Eating Sacred Cows

Koreans have three languages. They speak Korean, English and Konglish, which is a bastardization of English and Korean. Like, for ‘browsing,’ we’ll say, “window shopping,” Korean’s will call it, “eye shopping.” Or, we call dog, “man’s best friend,” they call it, “lunch.” It’s all personal taste.

Some are offended by that. “Oh, you can’t eat a dog! It’s part of the family!”

Really? The dog is part of the family? Did you let Grandma shed on the couch? Did you put Grandma down after one accident too many?

And don’t you know every time you bite into a sirloin steak some little Hindu in India loses his wings?

Eating steak to a Hindu is like eating God. “How dare you diet on my diety! Do I go to the church, pull Jesus off the cross and bite off his head? Umm, this is delicious Jesus! Have you tried the Baby Jesus back ribs?”

We need to accept that one man’s pet is another man’s appetizer. This I have no problem with.

I do, however, have a problem eating bugs. A lot of people, don’t, including the nice Korean woman who was so excited to have three Canadians drinking at her little restaurant, that she ran back to the kitchen to prepare us a nice snack. When she returned, she presented us a bowl of bugs. A bowl of deep fried grasshoppers.

“Service!
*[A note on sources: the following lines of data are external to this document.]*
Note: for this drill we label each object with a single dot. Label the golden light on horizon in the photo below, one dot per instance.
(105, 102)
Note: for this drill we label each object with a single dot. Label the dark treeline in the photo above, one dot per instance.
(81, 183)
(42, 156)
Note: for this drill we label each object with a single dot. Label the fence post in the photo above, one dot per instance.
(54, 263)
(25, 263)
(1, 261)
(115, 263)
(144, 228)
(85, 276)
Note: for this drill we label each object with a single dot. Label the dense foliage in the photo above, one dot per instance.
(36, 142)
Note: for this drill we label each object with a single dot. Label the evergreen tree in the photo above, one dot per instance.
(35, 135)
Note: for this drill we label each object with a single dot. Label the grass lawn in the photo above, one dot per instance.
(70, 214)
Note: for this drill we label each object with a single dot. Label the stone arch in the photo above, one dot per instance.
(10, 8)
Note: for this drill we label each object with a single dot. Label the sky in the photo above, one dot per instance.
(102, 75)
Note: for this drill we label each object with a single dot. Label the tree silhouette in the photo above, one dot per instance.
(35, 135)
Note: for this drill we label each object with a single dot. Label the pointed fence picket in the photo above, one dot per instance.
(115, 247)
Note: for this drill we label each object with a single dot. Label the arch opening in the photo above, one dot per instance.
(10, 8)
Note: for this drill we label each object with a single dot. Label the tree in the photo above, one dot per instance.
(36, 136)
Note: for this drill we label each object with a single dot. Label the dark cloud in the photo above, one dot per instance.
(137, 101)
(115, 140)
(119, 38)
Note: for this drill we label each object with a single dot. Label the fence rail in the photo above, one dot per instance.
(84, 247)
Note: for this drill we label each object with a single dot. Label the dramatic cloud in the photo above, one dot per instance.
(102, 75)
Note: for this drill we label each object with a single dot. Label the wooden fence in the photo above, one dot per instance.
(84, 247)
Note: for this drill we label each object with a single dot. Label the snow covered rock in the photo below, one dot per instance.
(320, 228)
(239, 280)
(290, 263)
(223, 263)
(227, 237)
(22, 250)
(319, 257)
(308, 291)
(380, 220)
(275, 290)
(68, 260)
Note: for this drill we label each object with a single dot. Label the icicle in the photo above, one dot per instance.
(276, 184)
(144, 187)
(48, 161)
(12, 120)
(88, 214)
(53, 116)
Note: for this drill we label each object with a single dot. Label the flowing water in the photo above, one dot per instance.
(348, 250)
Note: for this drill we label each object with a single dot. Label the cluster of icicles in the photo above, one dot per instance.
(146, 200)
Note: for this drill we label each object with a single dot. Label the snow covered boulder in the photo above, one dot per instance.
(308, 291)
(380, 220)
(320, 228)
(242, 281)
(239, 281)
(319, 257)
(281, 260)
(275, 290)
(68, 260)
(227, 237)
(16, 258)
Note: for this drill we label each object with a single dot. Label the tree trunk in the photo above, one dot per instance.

Service!” she says, Konglish for, ‘on the house’.

Being polite Canadians, we each dip our hands into the bowl of deep fried grasshoppers, thinking, ‘You don’t have french fries?’

Then, in the middle of the bowl of grasshoppers, I find an ant, a black ant and now I’m wondering, ‘Is this some rogue ant that found its way into the bowl, or, is this Korean trail mix?’